Share

Bab 2

DESAH DI KAMAR PRIBADI SUAMIKU 2

(judul di KBM app : Istri Tanpa Nafkah Bathin)

"Maaf, Dek. Mas ga bisa." ucapnya sebelum pergi meninggalkanku sendirian di kamar. Ruangan yang menjadi saksi perihnya hati setelah setahun menikah. Hakku sebagai istri gagal dia berikan. Pertarungan yang berakhir dengan menetesnya air mata, bukan peluh kenikmatan. Tak terasa kesabaranku sudah dua belas bulan berlalu. Pahit memang kenyataan ini. Apa aku menyerah saja?

Aku menghirup udara sebanyak-banyaknya, menghilang sesak di dada. Lalu menarik selimut untuk membungkus tubuhku yang tak lagi ditutupi baju. 

Air mata sudah kering rasanya. Ini bukan yang pertama kalinya Mas Hendra gagal menuntaskan pergelutan halal ini. Beberapa kali pernah dia mencoba, Namun disaat puncak dia menyerah, dan seperti biasa meninggalkanku dan pergi ke kamar sebelah. Aku dibiarkan sendiri hingga pagi hari.

Detak jantung belumlah normal, berharap apa yang kami lakukan akan membuahkan hasil dan mematahkan anggapan orang-orang bahwa aku wanita yang tak subur. Bagaimana ladang akan menghasilkan, jika tak pernah digarap dan ditanami.

***

"Sarapan dulu, Mas?" 

Seperti biasa, pagi hari kami melakukan kegiatan tanpa menyinggung kejadian tadi malam. Seakan-akan tak pernah terjadi apa-apa.

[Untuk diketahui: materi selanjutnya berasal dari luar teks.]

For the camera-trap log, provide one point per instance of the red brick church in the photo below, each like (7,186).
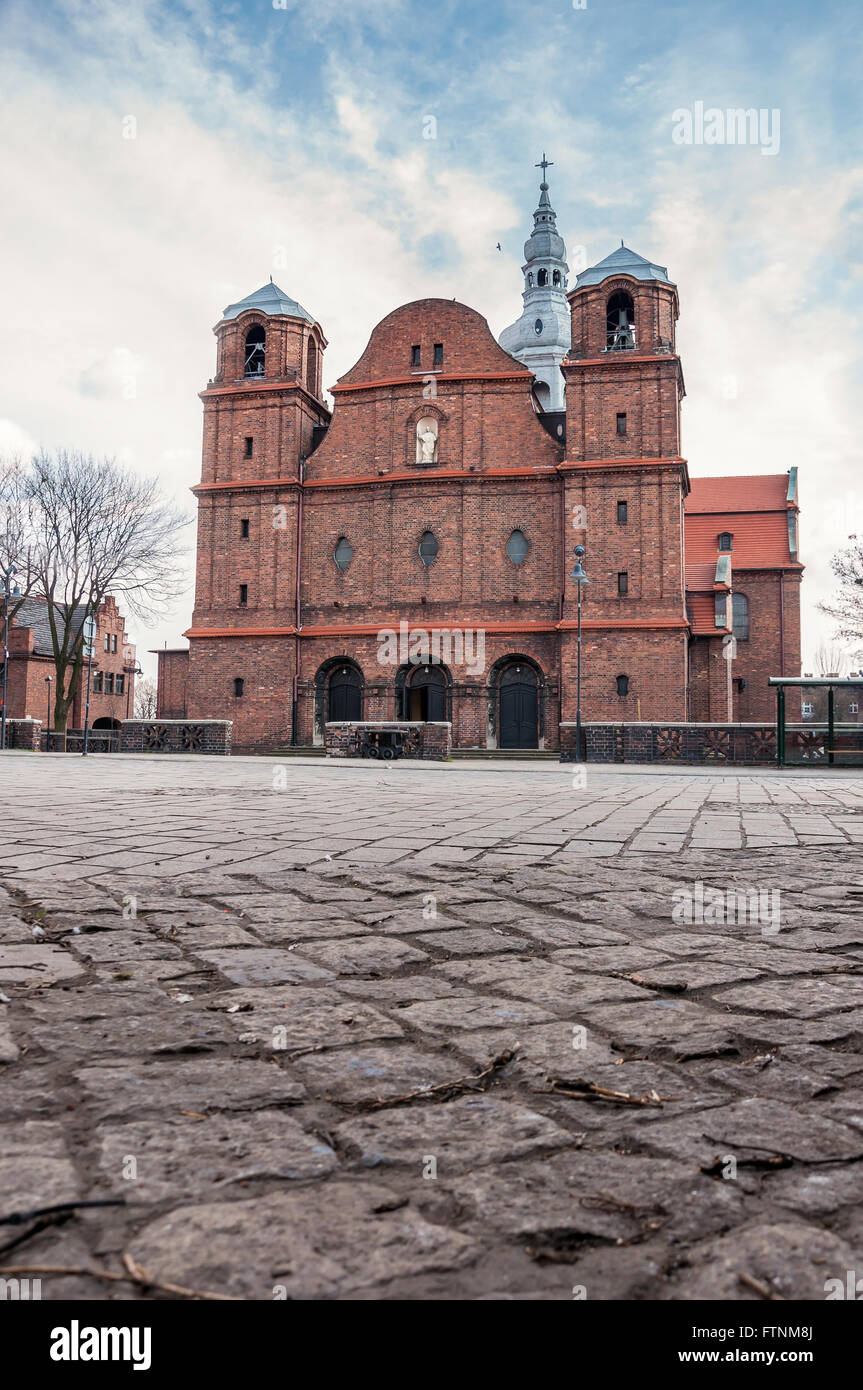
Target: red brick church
(409,555)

"Hayuk, makan bareng, Dek." ajaknya sambil meraih sebuah piring dan menyendokkan makanan ke dalamnya.

"Aku belum lapar, Mas." sahutku malas. Mas Hendra menatapku lekat lalu kembali menunduk, lelaki itu sepertinya juga menyesal.

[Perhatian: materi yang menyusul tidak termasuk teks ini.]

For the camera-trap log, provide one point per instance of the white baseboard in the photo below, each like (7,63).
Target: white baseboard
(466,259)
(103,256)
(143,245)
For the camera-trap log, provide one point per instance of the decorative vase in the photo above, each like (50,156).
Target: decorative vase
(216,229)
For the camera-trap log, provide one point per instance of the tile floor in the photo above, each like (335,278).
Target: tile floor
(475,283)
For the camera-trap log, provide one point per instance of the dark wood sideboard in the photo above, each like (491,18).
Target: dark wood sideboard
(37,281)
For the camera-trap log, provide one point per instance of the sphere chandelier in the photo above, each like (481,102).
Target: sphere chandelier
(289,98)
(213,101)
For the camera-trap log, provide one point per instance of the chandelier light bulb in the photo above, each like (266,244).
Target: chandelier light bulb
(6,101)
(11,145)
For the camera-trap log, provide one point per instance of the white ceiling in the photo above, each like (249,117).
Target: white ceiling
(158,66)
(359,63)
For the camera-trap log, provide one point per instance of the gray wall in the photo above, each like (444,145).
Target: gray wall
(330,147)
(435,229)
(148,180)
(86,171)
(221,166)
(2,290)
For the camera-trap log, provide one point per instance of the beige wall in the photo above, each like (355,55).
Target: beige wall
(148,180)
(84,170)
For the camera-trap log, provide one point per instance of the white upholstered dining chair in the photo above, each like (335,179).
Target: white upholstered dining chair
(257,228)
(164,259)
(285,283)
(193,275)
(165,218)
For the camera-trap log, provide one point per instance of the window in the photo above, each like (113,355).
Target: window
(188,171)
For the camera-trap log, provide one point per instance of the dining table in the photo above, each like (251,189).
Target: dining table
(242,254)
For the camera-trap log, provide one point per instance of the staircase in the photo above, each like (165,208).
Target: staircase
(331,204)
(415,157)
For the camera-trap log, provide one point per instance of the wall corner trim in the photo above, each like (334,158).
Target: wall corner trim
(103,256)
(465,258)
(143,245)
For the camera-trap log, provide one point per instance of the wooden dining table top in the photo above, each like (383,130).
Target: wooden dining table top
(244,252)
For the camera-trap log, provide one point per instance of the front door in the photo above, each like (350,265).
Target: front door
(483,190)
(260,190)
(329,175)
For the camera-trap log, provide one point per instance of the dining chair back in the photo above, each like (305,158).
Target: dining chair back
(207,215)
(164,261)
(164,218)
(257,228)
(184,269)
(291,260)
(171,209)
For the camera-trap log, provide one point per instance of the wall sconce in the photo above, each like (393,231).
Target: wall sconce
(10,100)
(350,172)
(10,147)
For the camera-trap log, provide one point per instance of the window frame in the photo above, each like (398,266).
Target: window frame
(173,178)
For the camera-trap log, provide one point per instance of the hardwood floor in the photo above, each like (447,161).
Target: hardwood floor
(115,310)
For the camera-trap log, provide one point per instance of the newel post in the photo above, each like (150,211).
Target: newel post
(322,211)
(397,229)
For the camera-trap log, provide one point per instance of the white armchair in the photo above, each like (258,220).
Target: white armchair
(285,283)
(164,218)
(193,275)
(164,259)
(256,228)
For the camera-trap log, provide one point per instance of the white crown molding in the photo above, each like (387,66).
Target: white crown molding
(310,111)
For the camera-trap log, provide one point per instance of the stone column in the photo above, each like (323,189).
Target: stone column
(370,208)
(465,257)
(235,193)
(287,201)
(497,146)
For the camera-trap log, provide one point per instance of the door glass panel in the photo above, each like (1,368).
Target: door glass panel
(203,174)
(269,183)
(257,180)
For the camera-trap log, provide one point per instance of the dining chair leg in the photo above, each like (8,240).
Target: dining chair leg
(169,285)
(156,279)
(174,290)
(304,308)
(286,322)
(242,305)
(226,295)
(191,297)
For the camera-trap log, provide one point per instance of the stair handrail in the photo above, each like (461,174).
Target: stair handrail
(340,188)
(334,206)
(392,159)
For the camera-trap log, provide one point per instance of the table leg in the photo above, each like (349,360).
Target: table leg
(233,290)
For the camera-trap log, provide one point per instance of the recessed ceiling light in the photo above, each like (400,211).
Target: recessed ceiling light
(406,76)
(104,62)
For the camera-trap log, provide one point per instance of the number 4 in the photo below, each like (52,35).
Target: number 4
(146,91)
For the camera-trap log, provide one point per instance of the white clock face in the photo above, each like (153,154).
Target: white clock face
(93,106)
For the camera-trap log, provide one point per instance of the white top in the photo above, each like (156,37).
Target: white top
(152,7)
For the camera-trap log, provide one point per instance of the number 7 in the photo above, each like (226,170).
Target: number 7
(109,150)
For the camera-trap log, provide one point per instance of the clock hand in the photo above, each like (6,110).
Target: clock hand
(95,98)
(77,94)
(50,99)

"Mau kemana?" tanyanya, aku menoleh.

"Aku mau duduk di depan." 

"Suami lagi makan, kok ditinggal?"

Aku menghela napas dalam-dalam. Lalu kembali menjatuhkan bobot tubuh di kursi depan Mas Hendra.

"Untuk yang semalam, Mas minta maaf." desisnya.

"Aku lelah, Mas. Sudah setahun kita menikah. Bahkan, aku ... " kalimat itu mengantung di udara. Bibirku tak sanggup melanjutkan ucapan yang sesungguhnya sangat menyakitkan. Suaraku bergetar menahan emosi.

"Mas, minta maaf. Kita nanti coba lagi." 

Mas Hendra menyesap teh hangat di hadapannya, lalu berdiri, meraih tas kerja disamping dan mendekatiku.

"Mas berharap Adek, bisa bersabar."

Mas Hendra meraih tubuhku lalu memeluknya. Tak terasa cairan hangat turun begitu saja dari mataku. Wanita mana yang tahan dengan rumah tangga seperti ini. Aku telah mencintainya, tapi aku juga butuh nafkah batin. Meninggalkannya rasanya aku tak sanggup, bukan karena rasa ini. Tapi, khawatir dengan hubungan persahabatan Papa dan Ayahku renggang. 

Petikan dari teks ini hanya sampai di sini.